A study of the 100 most tweeted news stories form 10 UK outlets has found news is "350 times more likely to be shared on Facebook than on Google+".

Journalism.co.uk asked Rippla, which launched in November and measures "how well news organisations are doing on social media", to look at statistics for Google+, which is one-year-old today.

Sunny Hundal, who created Rippla (and is also editor of the Liberal Conspiracy blog), analysed the most popular UK news stories from the 10 outlets from 1 to 26 June.

The popularity of the story was measured by how many times it was tweeted so as not to rely on stories by how popular they were on Facebook or Google+. Hundal took the top 100 stories on Twitter and then assessed how many shares that story got on Facebook compared to Google+.

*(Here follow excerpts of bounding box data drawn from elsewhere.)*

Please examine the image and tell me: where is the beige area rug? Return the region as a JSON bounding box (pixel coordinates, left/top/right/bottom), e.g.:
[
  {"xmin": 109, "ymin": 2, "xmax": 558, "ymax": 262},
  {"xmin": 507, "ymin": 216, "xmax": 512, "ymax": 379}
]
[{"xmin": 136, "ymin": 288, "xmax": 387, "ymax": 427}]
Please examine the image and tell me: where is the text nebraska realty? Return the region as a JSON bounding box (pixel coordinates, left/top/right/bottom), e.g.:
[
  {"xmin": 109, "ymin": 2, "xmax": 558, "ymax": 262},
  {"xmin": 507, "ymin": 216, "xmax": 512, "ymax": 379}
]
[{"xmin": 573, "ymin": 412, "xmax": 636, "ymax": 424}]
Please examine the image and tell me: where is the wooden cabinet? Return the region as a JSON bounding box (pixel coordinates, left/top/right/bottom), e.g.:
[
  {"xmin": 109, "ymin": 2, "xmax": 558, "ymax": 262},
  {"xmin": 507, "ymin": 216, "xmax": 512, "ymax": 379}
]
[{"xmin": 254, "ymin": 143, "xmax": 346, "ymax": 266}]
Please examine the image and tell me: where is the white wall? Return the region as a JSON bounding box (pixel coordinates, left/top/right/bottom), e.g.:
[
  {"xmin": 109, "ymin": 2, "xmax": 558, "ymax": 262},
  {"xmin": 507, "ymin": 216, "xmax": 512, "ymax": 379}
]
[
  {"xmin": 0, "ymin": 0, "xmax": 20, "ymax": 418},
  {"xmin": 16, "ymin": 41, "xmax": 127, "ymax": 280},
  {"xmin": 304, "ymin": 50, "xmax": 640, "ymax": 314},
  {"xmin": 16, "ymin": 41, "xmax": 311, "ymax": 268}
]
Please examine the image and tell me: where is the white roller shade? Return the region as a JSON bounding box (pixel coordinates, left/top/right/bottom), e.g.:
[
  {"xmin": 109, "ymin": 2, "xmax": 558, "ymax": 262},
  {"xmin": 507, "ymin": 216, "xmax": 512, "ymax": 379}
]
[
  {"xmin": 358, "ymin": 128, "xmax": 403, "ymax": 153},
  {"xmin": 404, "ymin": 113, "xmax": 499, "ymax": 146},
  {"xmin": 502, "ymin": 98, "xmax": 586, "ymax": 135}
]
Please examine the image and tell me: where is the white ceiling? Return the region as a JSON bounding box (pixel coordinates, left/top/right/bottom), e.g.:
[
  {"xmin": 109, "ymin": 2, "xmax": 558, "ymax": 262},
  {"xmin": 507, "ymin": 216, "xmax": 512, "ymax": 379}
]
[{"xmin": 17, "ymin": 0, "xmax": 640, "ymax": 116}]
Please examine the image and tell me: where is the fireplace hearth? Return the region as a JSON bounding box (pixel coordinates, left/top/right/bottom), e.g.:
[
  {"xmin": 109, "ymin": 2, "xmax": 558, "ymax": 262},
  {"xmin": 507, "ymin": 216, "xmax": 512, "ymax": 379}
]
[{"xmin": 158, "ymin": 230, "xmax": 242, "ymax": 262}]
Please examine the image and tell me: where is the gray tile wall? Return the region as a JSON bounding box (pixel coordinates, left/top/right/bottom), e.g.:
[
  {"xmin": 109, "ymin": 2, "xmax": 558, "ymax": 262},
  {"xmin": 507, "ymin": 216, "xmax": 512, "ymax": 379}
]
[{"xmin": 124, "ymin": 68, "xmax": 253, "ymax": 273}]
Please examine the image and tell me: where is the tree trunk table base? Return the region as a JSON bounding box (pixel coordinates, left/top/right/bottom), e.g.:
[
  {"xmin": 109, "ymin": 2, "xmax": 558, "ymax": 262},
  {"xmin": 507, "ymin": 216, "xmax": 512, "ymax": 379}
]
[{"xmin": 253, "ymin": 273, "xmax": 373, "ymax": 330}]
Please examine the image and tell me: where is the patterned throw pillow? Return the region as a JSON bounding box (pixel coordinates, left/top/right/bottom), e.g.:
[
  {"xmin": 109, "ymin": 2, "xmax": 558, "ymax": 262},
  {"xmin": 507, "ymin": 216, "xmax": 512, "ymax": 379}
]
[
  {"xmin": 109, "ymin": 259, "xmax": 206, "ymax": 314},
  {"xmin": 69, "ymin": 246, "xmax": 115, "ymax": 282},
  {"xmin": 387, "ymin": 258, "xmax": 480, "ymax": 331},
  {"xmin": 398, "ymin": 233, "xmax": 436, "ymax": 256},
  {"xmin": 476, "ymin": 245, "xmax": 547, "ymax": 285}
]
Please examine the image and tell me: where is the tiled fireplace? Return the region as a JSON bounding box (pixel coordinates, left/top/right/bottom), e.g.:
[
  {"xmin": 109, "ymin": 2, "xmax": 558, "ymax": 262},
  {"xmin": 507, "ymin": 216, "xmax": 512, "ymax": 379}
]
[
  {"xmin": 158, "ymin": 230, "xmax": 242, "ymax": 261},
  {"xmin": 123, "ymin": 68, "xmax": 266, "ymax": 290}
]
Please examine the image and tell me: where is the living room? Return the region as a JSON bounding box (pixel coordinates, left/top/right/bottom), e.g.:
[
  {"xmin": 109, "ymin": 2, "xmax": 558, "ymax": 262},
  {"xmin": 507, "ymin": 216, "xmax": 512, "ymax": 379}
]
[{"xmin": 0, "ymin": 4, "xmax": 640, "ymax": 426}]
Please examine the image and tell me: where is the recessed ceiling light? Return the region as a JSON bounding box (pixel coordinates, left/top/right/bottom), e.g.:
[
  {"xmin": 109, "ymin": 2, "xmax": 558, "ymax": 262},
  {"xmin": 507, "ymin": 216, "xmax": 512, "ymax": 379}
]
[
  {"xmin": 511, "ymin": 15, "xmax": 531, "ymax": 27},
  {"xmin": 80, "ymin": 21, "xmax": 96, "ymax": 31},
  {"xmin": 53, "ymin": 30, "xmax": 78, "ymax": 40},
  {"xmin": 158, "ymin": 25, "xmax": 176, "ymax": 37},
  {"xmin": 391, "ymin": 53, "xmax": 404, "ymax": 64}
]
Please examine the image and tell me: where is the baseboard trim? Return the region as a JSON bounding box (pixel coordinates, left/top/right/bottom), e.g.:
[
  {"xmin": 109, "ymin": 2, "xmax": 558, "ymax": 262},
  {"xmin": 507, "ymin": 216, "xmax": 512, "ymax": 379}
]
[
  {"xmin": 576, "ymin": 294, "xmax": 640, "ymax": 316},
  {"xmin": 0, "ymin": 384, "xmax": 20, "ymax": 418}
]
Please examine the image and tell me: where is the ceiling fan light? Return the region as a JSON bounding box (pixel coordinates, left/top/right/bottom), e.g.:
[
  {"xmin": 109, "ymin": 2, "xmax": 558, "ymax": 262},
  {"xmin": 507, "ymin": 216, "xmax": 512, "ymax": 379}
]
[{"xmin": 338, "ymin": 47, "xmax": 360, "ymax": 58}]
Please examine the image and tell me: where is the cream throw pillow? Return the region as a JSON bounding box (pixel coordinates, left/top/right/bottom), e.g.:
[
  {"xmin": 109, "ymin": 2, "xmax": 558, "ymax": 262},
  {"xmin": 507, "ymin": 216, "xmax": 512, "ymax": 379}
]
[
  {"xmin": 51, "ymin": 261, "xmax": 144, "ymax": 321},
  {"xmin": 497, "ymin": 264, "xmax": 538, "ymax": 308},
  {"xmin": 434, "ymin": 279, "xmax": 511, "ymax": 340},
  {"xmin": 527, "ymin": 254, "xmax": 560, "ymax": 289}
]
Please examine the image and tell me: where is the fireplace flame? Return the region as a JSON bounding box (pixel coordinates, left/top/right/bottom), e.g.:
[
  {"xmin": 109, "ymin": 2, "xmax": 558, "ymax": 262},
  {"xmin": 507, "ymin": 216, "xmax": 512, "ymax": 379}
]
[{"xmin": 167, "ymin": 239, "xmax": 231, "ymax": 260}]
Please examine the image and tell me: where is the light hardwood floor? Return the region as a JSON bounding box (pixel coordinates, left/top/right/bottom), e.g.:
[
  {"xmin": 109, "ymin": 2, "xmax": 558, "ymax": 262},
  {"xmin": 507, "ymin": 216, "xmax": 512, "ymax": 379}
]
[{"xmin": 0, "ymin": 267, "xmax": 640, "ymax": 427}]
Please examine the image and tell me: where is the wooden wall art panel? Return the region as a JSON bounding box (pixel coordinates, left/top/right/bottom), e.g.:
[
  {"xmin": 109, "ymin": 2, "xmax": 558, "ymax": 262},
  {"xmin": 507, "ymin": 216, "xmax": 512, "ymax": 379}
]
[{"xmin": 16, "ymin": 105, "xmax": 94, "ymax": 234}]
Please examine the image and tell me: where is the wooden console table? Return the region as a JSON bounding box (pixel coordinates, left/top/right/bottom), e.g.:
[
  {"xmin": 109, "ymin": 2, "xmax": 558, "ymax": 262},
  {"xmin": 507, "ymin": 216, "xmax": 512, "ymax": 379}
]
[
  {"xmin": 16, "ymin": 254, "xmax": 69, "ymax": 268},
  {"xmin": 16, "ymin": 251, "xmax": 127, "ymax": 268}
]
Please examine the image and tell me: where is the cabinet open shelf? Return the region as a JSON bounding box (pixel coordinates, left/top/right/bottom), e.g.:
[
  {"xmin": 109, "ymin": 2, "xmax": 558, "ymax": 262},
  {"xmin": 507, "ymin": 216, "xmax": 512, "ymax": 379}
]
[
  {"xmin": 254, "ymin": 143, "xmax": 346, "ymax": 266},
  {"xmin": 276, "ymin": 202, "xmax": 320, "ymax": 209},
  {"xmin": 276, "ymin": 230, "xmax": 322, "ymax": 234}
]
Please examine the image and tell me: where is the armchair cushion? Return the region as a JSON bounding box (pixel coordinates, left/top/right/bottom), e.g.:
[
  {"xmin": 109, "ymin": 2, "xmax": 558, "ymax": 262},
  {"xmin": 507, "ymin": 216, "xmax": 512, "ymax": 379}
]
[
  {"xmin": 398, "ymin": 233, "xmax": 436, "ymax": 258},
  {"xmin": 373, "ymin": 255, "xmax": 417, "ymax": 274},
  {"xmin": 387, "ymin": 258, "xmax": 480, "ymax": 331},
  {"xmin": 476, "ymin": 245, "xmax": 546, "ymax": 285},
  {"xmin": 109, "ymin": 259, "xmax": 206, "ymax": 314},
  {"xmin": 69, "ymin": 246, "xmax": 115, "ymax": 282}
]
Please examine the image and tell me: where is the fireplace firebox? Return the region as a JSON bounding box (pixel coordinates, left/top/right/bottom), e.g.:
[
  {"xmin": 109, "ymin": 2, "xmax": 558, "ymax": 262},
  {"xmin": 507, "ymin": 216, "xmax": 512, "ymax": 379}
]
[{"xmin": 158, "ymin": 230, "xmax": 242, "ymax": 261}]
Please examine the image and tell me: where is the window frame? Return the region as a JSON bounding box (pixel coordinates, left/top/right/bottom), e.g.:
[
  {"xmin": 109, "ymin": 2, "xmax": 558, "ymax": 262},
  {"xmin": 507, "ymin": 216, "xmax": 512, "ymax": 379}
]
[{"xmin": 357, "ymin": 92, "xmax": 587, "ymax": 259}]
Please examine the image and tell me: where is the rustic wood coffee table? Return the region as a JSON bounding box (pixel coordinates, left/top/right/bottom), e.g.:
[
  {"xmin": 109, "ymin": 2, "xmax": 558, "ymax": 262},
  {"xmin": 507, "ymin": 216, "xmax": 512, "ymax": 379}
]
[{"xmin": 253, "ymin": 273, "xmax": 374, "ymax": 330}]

"There was a massive disparity. On average a person is 350 times more likely to share a story on Facebook than they are on Google+."

The table of the results is at this link and show the most shared story on Google+ out of the 100 analysed was the BBC story "Alan Turing: Inquest's suicide verdict 'not supportable'".

Asked about the types of stories people are sharing on Google+, Hundal said many were technology stories, adding that the Daily Mail has also found popularity on the platform. There is a "Daily Mail" page with 81,000 followers and "Daily Mail showbiz", which has 300 followers.

"The Daily Mail is the most popular site for sharing on Facebook, followed by the BBC and then the Guardian and the same is true on Google+.

"It seems to me that the same kind of stories, like human interest stories with big pictures and grabby headlines, are the ones that do best on Google+ as is the case with Facebook. Twitter however sees more newsy stories being popular."

Google+ has meanwhile launched two new features to celebrate it's first birthday: an Android tablet app (an iPad app is "coming soon") and "events".

"Events" work by a Google+ user inviting others before the occasion takes place. Then when the event takes place it moves to "party mode" with photos being added in real-time, and after the event the pictures are all storied in one place.